Probably. It would help to define exactly what you mean by “zoom fit”. Which parameter are you changing to obtain the fit? The field-of-view angle or the distance between the viewpoint and the model? The former is simpler, but the latter seems more likely.
If you have an eye-space position (x,y,z), the screen-space position (relative to the centre) will be (k*x/(z+dz), k*y/(z+dz)) where k is proportional to cot(fov/2) and dz is the amount by which you move the viewpoint along the eye-spaze Z axis. If the screen-space offset of the label corner relative to the origin is (ox,oy), then you have
k*x/(z+dz)+ox=tx
k*y/(z+dz)+oy=ty
where tx and ty are the “target” screen-space positions, i.e. the positions of the edge of the viewport. You can solve those for either k or dz (depending upon which you intend to vary). Repeat for each label and take the smallest value.
If you’re varying the view angle (so dz=0), you can add the offsets (scaled by Z) in eye space, find the eye-space bounding box, and calculate the view angle from the bounding box. This replaces division by multiplication, which may be more efficient.

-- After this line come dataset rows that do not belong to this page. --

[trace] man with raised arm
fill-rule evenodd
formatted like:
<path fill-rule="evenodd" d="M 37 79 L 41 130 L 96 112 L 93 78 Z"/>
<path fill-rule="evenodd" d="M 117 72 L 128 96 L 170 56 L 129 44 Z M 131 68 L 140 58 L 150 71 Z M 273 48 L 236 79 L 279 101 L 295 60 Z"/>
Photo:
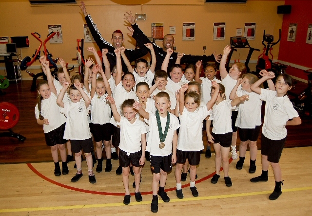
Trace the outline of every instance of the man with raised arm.
<path fill-rule="evenodd" d="M 87 9 L 86 9 L 86 6 L 83 1 L 81 1 L 81 5 L 80 6 L 80 8 L 85 16 L 84 18 L 90 29 L 90 32 L 91 35 L 92 35 L 92 36 L 97 45 L 99 48 L 100 50 L 101 51 L 103 49 L 107 49 L 108 50 L 107 56 L 110 63 L 111 71 L 112 71 L 113 68 L 116 65 L 116 56 L 114 51 L 115 49 L 118 49 L 122 47 L 122 43 L 124 41 L 122 33 L 120 30 L 116 30 L 113 33 L 113 35 L 112 35 L 112 43 L 107 41 L 101 36 L 101 34 L 96 27 L 96 24 L 93 22 L 90 14 L 88 15 L 87 13 Z M 135 24 L 134 25 L 136 26 L 133 26 L 133 27 L 136 29 L 139 29 L 136 25 Z M 128 35 L 130 36 L 132 36 L 131 34 L 128 34 Z M 141 41 L 142 41 L 141 40 Z M 141 41 L 138 41 L 139 47 L 145 47 L 144 44 L 140 43 Z M 150 43 L 150 41 L 149 40 L 148 41 L 148 42 Z M 146 49 L 137 50 L 126 49 L 125 51 L 125 54 L 130 62 L 132 62 L 133 61 L 144 56 L 147 54 L 147 53 L 148 50 Z M 122 59 L 121 60 L 121 63 L 122 65 L 122 71 L 124 72 L 127 72 L 128 69 L 127 69 L 127 66 Z M 103 68 L 105 68 L 103 64 L 102 64 L 102 67 Z"/>
<path fill-rule="evenodd" d="M 131 34 L 129 35 L 132 34 L 132 37 L 136 40 L 140 49 L 145 49 L 147 52 L 149 52 L 149 50 L 147 50 L 146 47 L 143 47 L 143 46 L 140 46 L 140 44 L 144 44 L 147 43 L 150 43 L 150 41 L 148 37 L 144 35 L 144 34 L 138 28 L 138 26 L 136 23 L 136 19 L 134 17 L 132 16 L 131 11 L 127 12 L 127 14 L 125 14 L 125 20 L 128 20 L 129 22 L 131 24 L 132 28 L 128 27 L 128 29 L 130 31 Z M 166 35 L 164 36 L 164 39 L 162 41 L 162 47 L 160 47 L 157 46 L 155 43 L 153 43 L 154 47 L 154 50 L 155 51 L 155 54 L 156 54 L 156 68 L 155 71 L 157 70 L 160 70 L 161 69 L 161 64 L 164 61 L 165 56 L 167 54 L 167 49 L 171 48 L 173 50 L 174 44 L 175 44 L 175 38 L 172 35 Z M 145 46 L 144 46 L 145 47 Z M 221 55 L 216 55 L 215 52 L 214 52 L 211 55 L 192 55 L 184 54 L 182 58 L 181 59 L 180 64 L 184 63 L 193 63 L 194 65 L 197 61 L 202 61 L 203 62 L 207 62 L 210 61 L 215 61 L 218 62 L 220 62 L 221 60 Z M 169 72 L 171 67 L 176 63 L 176 60 L 177 57 L 177 53 L 174 53 L 171 54 L 170 59 L 169 60 L 169 63 L 168 65 L 167 72 L 169 75 Z"/>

For the case where you’re moving the viewpoint, without the labels you can calculate dz from the eye-space bounding box. With the labels, you can’t do that; as the viewpoint moves farther away from the model, the effect of eye-space Z becomes less significant while the effect of the label offset remains unchanged. You can’t transform the label offset to eye-space because it varies with dz (in a non-linear manner), which is what you’re trying to find.